Consider using the length of the document as a feature (e.g. number of words or characters).
Consider using meta information about the document (e.g. time of creation, author name, url of the document, etc.).
Recently Facebook published their FastText classification code which performs very well across many tasks, be sure to try it.
Using Laplacian Correction along with AdaBoost.
In AdaBoost, first a weight is assigned to each data tuple in the training dataset. The intial weights are set using the init_weights method, which initializes each weight to be 1/d, where d is the size of the training data set.
Then, a generate_classifiers method is called, which runs k times, creating k instances of the Naïve Bayes classifier. These classifiers are then weighted, and the test data is run on each classifier. The sum of the weighted "votes" of the classifiers constitutes the final classification.
Improves Naive Bayes classifier for general cases
Take the logarithm of your probabilities as input features
We change the probability space to log probability space since we calculate the probability by multiplying probabilities and the result will be very small. when we change to log probability features, we can tackle the under-runs problem.
Remove correlated features.
Naive Byes works based on the assumption of independence when we have a correlation between features which means one feature depends on others then our assumption will fail.
More about correlation can be found here
Work with enough data not the huge data
naive Bayes require less data than logistic regression since it only needs data to understand the probabilistic relationship of each attribute in isolation with the output variable, not the interactions.

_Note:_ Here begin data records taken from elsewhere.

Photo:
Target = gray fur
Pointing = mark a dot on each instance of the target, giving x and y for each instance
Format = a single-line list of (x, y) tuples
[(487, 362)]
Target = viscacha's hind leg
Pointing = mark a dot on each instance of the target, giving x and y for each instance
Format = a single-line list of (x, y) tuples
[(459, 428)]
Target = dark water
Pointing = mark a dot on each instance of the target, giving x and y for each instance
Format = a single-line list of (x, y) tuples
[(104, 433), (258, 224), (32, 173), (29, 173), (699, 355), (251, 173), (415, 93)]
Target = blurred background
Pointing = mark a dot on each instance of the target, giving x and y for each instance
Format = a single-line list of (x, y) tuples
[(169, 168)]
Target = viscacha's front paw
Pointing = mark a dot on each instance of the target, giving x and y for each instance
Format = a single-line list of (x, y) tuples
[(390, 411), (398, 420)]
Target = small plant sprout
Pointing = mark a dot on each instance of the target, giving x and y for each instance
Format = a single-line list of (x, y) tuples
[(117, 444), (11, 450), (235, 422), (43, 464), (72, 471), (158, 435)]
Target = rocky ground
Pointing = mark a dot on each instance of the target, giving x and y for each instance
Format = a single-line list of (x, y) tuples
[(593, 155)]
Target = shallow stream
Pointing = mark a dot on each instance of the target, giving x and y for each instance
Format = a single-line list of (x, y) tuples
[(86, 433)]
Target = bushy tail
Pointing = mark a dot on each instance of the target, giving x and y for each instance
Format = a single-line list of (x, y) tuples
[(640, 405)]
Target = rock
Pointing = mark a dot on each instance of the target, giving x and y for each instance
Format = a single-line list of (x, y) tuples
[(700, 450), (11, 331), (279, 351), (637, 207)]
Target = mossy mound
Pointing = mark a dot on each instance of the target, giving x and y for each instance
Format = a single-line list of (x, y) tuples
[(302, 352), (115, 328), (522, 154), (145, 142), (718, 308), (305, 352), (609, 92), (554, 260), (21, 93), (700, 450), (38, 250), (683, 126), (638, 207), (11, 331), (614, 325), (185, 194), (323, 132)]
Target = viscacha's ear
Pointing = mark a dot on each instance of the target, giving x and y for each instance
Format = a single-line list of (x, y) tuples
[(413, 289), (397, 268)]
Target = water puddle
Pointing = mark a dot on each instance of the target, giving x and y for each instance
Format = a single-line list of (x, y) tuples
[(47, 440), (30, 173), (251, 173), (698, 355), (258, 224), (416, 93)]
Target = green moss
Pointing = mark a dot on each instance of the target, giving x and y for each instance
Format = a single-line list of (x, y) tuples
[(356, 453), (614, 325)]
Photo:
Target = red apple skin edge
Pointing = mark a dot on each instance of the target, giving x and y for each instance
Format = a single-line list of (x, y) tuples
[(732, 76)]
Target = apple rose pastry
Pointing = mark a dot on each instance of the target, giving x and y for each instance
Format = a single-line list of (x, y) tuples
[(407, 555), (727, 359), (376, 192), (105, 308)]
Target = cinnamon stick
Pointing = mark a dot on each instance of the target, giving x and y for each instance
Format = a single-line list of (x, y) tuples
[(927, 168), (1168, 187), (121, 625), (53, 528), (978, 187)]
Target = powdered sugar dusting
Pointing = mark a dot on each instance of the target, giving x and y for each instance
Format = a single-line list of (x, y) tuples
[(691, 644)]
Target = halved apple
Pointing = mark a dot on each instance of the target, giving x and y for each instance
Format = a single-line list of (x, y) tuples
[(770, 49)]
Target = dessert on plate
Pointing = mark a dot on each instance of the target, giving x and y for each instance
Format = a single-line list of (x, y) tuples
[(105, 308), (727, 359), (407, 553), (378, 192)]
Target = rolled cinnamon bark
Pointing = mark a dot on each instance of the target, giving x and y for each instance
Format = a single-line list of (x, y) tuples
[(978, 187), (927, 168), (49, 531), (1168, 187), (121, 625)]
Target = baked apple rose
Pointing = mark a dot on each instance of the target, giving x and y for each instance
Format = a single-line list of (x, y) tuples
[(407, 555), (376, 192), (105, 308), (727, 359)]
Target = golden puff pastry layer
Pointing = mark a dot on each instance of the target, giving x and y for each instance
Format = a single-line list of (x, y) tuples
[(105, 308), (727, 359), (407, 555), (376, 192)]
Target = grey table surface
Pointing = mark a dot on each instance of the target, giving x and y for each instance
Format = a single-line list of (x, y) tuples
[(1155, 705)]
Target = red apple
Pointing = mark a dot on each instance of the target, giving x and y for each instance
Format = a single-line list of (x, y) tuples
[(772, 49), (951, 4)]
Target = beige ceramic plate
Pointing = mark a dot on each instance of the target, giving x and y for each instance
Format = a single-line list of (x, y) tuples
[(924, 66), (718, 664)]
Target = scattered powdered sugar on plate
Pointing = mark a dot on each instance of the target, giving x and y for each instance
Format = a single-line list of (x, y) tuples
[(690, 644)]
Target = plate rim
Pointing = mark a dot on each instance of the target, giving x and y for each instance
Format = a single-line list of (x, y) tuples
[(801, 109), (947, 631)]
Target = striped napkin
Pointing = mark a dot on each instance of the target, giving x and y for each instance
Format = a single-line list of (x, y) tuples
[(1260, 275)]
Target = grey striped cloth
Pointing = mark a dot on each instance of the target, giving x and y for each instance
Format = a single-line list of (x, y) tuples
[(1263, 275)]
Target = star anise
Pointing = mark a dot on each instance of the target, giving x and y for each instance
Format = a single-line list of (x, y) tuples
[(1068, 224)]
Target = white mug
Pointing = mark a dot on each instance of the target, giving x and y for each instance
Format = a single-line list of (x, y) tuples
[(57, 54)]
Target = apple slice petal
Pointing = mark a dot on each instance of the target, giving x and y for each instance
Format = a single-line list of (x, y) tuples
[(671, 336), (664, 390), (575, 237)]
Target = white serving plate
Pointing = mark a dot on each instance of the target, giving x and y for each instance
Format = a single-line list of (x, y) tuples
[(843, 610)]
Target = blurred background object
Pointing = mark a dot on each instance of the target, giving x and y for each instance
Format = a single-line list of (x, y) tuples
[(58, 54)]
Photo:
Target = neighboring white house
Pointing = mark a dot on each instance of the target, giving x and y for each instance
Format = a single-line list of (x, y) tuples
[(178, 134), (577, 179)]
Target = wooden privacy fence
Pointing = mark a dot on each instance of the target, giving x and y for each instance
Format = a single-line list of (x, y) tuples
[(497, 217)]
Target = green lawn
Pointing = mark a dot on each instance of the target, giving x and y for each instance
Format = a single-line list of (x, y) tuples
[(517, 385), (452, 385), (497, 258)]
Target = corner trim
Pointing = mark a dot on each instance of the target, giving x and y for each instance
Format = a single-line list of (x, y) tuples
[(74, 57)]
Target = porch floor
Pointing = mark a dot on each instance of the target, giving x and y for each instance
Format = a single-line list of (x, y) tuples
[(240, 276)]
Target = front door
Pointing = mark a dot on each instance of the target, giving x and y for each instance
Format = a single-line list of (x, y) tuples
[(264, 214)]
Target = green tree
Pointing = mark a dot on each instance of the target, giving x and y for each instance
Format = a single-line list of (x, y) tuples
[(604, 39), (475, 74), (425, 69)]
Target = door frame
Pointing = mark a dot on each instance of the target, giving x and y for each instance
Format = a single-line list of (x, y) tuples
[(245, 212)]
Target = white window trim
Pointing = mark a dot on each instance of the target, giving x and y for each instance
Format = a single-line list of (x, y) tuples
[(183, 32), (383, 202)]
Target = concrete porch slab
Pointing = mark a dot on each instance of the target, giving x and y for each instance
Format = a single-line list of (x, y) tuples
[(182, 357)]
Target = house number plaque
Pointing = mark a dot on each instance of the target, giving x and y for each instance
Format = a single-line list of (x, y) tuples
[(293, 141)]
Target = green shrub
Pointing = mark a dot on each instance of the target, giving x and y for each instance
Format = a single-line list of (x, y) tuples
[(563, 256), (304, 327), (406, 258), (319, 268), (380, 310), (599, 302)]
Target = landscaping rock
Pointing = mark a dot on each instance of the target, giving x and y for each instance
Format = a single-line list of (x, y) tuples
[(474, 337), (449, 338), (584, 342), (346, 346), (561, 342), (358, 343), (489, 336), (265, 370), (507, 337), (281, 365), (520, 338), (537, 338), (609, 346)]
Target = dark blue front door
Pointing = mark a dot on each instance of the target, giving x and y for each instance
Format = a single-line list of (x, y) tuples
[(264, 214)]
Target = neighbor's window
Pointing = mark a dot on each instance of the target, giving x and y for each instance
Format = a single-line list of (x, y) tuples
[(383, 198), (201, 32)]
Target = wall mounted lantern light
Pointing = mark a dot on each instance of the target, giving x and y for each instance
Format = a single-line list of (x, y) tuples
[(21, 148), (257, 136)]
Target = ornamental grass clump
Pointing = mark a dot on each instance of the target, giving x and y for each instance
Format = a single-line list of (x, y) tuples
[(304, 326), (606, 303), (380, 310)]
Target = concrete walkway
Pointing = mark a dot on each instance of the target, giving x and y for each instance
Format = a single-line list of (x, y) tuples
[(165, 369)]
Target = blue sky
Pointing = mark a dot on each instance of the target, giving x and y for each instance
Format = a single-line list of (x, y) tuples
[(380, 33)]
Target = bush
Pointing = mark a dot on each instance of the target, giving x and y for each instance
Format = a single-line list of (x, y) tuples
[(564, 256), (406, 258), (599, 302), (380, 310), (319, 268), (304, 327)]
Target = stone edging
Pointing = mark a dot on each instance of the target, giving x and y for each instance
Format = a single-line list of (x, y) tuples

Check zero frequency error
If the test data set has zero frequency issue, apply smoothing techniques “Laplace Correction” to predict the class of test data set.
More than this is well described in the following posts
Please refer below posts.
machinelearningmastery site post
Analyticvidhya site post
keeping the n size small also make NB to give high accuracy result. and at the core, as the n size increase its accuracy degrade,
Select features which have less correlation between them. And try using different combination of features at a time.